The War That Failed to End
In Ukraine, the history of World War II continues to serve as a battleground of two different versions of its past. The first is represented by proponents of the well-developed Soviet-era myth of the Great Patriotic War, revised after 1991 to restore the original centerpiece of that myth—the image of Joseph Stalin as victor.

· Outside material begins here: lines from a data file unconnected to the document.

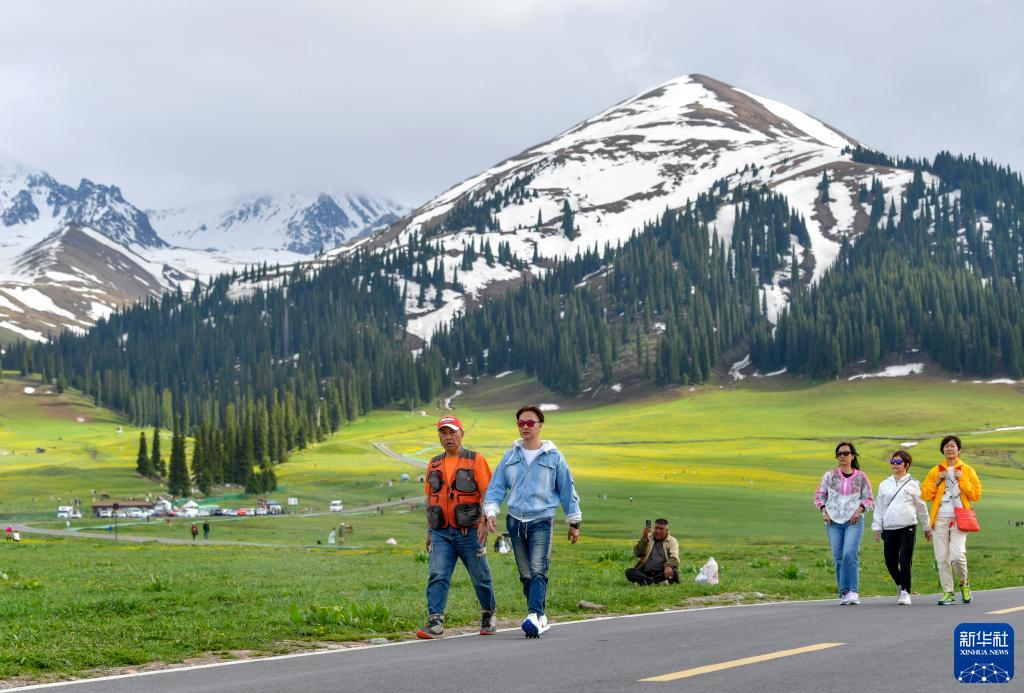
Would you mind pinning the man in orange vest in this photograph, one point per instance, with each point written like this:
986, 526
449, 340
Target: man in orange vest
456, 482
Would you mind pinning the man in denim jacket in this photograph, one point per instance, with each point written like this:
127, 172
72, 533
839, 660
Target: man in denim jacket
535, 478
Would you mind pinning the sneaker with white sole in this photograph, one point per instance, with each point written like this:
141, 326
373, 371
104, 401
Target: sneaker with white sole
531, 625
433, 629
488, 624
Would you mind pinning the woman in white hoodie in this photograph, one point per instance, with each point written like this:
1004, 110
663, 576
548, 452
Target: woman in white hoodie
898, 510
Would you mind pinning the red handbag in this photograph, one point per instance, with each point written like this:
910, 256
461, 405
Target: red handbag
967, 521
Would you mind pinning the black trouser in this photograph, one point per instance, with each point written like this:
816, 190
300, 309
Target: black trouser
898, 549
641, 576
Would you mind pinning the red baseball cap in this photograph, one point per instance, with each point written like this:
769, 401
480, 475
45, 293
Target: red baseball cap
450, 422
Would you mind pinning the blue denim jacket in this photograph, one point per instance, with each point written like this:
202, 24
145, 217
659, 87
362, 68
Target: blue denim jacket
532, 491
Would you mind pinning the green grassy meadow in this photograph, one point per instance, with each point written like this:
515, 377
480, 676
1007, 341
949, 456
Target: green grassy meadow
734, 469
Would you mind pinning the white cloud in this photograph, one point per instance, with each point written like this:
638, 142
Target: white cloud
177, 100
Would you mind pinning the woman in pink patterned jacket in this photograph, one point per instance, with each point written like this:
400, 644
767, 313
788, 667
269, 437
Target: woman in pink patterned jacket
843, 496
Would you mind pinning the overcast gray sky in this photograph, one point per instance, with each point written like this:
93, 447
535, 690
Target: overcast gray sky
182, 101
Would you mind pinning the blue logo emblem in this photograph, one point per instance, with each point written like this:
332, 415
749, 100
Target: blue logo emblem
983, 653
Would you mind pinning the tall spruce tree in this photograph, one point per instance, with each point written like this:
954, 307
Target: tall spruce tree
157, 463
177, 482
143, 466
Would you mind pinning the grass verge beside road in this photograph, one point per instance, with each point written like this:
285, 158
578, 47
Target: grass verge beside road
734, 471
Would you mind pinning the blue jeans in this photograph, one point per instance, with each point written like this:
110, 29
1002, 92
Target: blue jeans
531, 547
448, 546
845, 542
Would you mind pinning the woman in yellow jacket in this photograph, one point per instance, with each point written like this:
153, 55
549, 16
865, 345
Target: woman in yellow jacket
946, 484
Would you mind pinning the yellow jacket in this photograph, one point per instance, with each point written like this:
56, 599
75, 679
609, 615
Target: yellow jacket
970, 486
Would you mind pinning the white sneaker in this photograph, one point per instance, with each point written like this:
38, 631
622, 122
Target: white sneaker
531, 625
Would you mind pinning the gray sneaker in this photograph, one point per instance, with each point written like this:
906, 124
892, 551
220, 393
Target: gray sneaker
433, 629
488, 624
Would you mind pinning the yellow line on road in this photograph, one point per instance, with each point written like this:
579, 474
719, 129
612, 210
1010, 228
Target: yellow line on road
1016, 608
697, 670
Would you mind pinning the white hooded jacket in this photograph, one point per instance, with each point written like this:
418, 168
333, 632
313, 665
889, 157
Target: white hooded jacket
898, 504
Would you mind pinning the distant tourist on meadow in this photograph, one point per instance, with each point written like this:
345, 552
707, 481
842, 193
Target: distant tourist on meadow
898, 511
949, 485
843, 496
455, 485
535, 477
658, 554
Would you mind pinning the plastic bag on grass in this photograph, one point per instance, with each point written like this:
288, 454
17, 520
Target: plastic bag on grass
708, 573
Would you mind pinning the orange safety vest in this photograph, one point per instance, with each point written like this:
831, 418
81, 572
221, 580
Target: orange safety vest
455, 492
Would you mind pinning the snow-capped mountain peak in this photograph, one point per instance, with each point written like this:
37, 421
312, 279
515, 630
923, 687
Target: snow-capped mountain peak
605, 177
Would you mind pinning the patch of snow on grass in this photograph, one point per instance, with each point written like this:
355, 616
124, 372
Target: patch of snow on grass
894, 372
734, 372
34, 335
724, 222
36, 300
802, 193
448, 400
425, 326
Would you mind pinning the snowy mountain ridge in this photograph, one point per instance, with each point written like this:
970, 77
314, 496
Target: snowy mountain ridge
300, 222
71, 256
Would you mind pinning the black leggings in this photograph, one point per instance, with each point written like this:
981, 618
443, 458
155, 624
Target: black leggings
898, 548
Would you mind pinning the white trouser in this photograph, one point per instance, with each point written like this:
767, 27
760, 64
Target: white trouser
950, 552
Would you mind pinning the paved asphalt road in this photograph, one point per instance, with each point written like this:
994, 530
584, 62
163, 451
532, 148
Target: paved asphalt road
885, 648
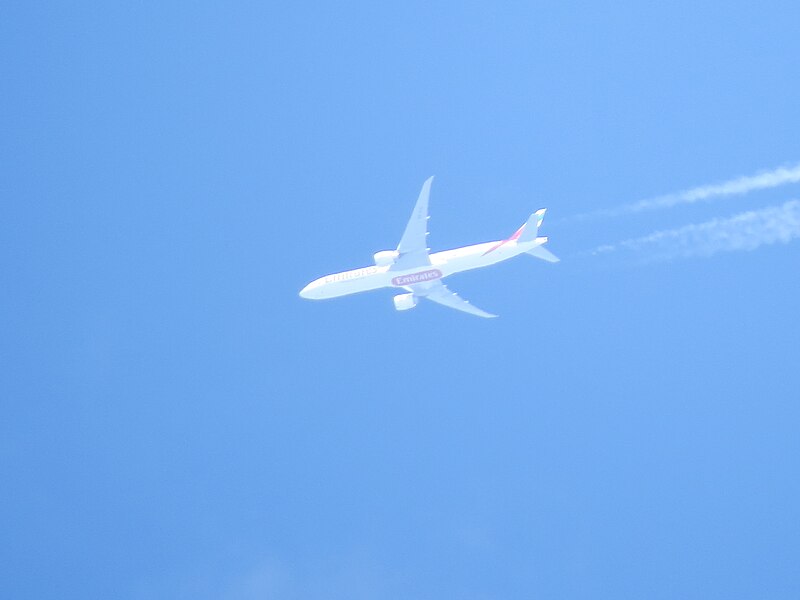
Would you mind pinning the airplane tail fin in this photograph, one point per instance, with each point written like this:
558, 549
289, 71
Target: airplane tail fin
530, 233
530, 230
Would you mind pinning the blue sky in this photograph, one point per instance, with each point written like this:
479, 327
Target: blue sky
177, 423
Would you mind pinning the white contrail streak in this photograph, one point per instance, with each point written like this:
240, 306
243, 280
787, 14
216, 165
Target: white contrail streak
745, 231
732, 187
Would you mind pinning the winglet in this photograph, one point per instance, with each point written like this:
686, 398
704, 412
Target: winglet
530, 230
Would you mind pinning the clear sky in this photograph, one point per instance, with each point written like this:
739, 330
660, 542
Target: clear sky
177, 423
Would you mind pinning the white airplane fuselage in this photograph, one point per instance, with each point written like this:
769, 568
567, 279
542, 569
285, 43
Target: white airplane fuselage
442, 265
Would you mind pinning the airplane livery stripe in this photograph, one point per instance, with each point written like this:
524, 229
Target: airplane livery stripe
420, 277
516, 235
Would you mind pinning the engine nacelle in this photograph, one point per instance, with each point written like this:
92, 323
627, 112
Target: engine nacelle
384, 258
405, 301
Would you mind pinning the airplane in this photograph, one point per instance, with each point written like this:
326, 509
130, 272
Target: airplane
412, 268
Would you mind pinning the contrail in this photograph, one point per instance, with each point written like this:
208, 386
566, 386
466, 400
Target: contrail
732, 187
745, 231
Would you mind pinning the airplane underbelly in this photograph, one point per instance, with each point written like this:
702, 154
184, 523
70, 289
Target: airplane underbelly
354, 286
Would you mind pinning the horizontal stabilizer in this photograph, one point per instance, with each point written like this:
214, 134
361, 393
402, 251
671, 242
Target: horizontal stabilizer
541, 252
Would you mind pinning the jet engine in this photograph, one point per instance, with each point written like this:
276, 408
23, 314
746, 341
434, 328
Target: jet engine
405, 301
384, 258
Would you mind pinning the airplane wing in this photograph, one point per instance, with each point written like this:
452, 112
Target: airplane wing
413, 247
436, 291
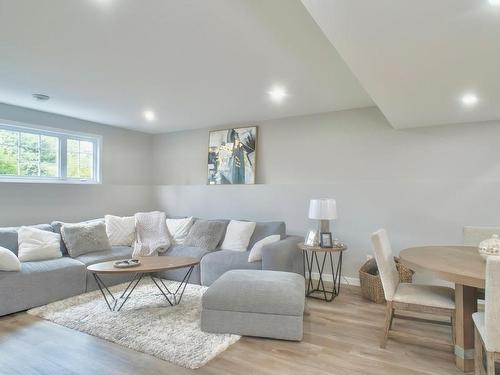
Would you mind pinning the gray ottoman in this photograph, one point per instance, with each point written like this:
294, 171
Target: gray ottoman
255, 303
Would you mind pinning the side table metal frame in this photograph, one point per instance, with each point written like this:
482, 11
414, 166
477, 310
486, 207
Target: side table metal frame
309, 262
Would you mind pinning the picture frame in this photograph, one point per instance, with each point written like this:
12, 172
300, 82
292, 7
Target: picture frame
232, 156
326, 240
312, 238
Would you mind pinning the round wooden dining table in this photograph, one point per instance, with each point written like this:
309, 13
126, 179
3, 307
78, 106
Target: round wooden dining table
463, 266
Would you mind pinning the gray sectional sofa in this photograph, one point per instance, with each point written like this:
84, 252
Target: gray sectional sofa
42, 282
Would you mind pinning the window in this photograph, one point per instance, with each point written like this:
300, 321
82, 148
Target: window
32, 154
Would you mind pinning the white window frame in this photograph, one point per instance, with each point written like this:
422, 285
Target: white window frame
63, 135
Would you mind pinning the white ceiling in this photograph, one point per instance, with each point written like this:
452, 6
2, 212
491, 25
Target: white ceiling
417, 58
195, 63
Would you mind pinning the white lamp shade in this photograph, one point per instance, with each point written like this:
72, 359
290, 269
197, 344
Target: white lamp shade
323, 209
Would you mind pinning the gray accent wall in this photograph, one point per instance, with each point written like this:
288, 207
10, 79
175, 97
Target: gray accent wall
127, 178
423, 185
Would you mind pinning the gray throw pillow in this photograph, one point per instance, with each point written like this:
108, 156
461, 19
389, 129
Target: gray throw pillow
205, 234
83, 238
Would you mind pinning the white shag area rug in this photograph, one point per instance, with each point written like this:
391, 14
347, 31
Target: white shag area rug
146, 323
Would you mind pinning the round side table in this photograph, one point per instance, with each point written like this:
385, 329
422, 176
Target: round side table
310, 259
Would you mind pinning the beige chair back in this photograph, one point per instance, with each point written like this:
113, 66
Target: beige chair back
472, 236
492, 304
385, 263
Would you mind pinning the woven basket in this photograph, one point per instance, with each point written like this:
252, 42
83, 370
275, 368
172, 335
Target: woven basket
371, 284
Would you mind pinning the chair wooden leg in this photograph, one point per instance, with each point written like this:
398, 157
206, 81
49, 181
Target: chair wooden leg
490, 363
389, 315
478, 353
453, 328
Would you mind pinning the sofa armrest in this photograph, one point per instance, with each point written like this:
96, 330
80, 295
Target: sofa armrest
284, 256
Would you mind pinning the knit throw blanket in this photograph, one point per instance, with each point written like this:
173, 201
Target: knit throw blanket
151, 234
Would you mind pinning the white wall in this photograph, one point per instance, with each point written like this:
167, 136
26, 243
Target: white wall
423, 185
126, 177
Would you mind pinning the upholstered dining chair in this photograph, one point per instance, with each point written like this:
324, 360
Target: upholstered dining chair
428, 299
487, 323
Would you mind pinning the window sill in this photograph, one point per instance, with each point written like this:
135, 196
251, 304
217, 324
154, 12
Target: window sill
48, 181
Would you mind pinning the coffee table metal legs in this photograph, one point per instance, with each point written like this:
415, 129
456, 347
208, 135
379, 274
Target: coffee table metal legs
175, 297
319, 291
113, 302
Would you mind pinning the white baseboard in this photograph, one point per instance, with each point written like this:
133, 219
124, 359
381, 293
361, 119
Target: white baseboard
329, 278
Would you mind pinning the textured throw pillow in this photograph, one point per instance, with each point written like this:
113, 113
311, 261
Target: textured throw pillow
57, 225
8, 260
205, 234
120, 230
256, 251
85, 238
37, 244
238, 235
179, 229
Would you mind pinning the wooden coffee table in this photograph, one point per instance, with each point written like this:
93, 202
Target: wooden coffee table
148, 266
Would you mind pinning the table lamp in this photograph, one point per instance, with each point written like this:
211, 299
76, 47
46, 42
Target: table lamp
324, 210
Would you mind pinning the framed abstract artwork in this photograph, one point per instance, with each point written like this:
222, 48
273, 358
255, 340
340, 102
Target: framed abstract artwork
231, 156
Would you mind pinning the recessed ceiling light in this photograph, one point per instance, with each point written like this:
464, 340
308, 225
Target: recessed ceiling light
277, 94
41, 97
149, 115
470, 99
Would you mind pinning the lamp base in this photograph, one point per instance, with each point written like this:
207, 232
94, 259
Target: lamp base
324, 226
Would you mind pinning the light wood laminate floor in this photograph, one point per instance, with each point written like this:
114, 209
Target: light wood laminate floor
341, 337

The alternative offered to that old myth is the heroic image of the nationalist underground fighting on two fronts, against the Nazis and the Soviets. While World War II mythologies serve as a consolidating factor for all of Ukraine’s neighbors, including Russia, Belarus, and Poland, they continue to divide Ukrainian society along political and geographic lines. The myth of the Great Patriotic War with Stalin at its center unites Ukraine with Russia and Belarus in its memory of World War II. The myth of heroic nationalist resistance against communism brings Ukraine closer to the countries of East-Central Europe.The struggle over the Stalin monument in Zaporizhzhia pitted two diametrically opposed political forces and visions of history, communist and nationalist, against each other, leaving scant middle ground for interpreting the history of World War II in Ukraine on the eve of the Maidan protests of 2013 and Russian aggression and annexation of the Crimea in 2014. As shown by the analysis presented here, the debates over Stalin and Bandera, as well as over the Soviet and nationalist legacies, divided Ukrainian society between two versions of the past. Neither side seemed to realize at the time that both versions were little more than politically constructed myths.